Now just two four day tests will take place at the Cirucuit de Catalunya, Barcelona and testing will begin in March and not at the start of February.
There are apparently two in season tests which could be agreed by the teams, but given the nature of next year’s draft calendar, it is difficult to see where these two day sessions can be inserted.
The drive away from ‘on track testing’ and toward CFD and restricted wind tunnel time, this would level the playing field somewhat for the smaller teams. Given the disparity in budgets and income distribution, this notion is farcical in the grand scheme of things.
The lack of testing opportunity is a matter F1’s tyre supplier consistently complains about. To develop relevant tyres, Pirelli needs to do representative testing with current F1 cars.
McLaren’s Eric Boullier, does not favour the cut back in winter testing. “The plan is for eight days of testing, we are not necessarily happy with that. But it’s been agreed by a majority [of teams] a long time ago so we just have to deal with that.”
Of course McLaren-Honda are desperate to problem solve the issues they have with the engine and chassis integration and on track testing for them is the best proving ground.
“Before we had some freedom in terms of testing and improving the car,” observes Fernando Alonso. “If you found your car was uncompetitive in the first part of the season, you could still end the year in a competitive way. Now we have our hands tied for the season.
“We run the car in Jerez and Barcelona for the tests and if it’s competitive you will have a good season and if it’s not you will have a bad season.”
The “locked in” season pecking order is not something the fans particularly like and Formula One has always been an in season development race as much as one which rewards new car design and development work.
Brawn hit the ground running in 2009, but Red Bull hunted them down all year – and by the latter part of the season Adrian Newey had developed by far the better car.

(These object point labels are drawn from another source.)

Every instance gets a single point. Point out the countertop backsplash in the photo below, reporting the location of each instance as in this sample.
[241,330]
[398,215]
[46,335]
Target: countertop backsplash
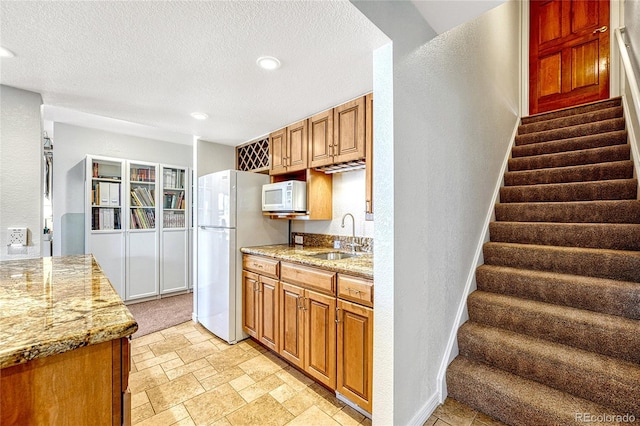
[325,240]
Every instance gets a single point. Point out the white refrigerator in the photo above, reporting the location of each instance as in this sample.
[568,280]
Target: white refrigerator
[229,218]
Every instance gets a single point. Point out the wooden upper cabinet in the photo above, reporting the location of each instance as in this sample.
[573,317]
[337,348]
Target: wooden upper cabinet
[321,139]
[278,151]
[288,149]
[297,146]
[369,155]
[349,131]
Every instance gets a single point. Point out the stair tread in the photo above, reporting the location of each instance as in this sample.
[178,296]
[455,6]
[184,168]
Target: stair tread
[588,129]
[616,236]
[577,173]
[571,158]
[612,138]
[592,211]
[578,109]
[591,331]
[560,122]
[614,297]
[559,366]
[513,399]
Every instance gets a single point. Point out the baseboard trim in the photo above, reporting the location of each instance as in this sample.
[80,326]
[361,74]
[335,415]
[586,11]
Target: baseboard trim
[451,350]
[425,412]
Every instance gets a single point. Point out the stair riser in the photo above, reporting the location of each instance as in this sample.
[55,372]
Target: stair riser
[571,132]
[576,158]
[495,392]
[562,368]
[602,236]
[623,266]
[595,172]
[580,191]
[580,212]
[618,339]
[574,120]
[605,296]
[573,144]
[597,106]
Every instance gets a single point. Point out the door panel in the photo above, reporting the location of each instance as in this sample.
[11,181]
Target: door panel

There is a solution to the problem of in season testing and its associated costs, though was one the fans I the recent Autosport survey rejected by a narrow margin with 51% against.
The FP1 and FP2 sessions on Friday’s at GP weekends could be revised into an all-day testing session. This would create problems for the support series, however their popularity is insignificant when compared to F1 and they would just have to adjust.
Team’s like Force India would not be forced into deciding against attending a test as they did this year in Jerez, due to the $800,000 cost – because they are already at the race weekends.
Pirelli too would have an abundance of testing time available to them – as teams could be mandated to provide the Italian tyre manufacturer with certain periods over the course of the year.
As with many things F1, this solution appears a simple one – which would satisfy most. Though whether it will ever make it through the golden gates of the Place de Concorde – is another matter.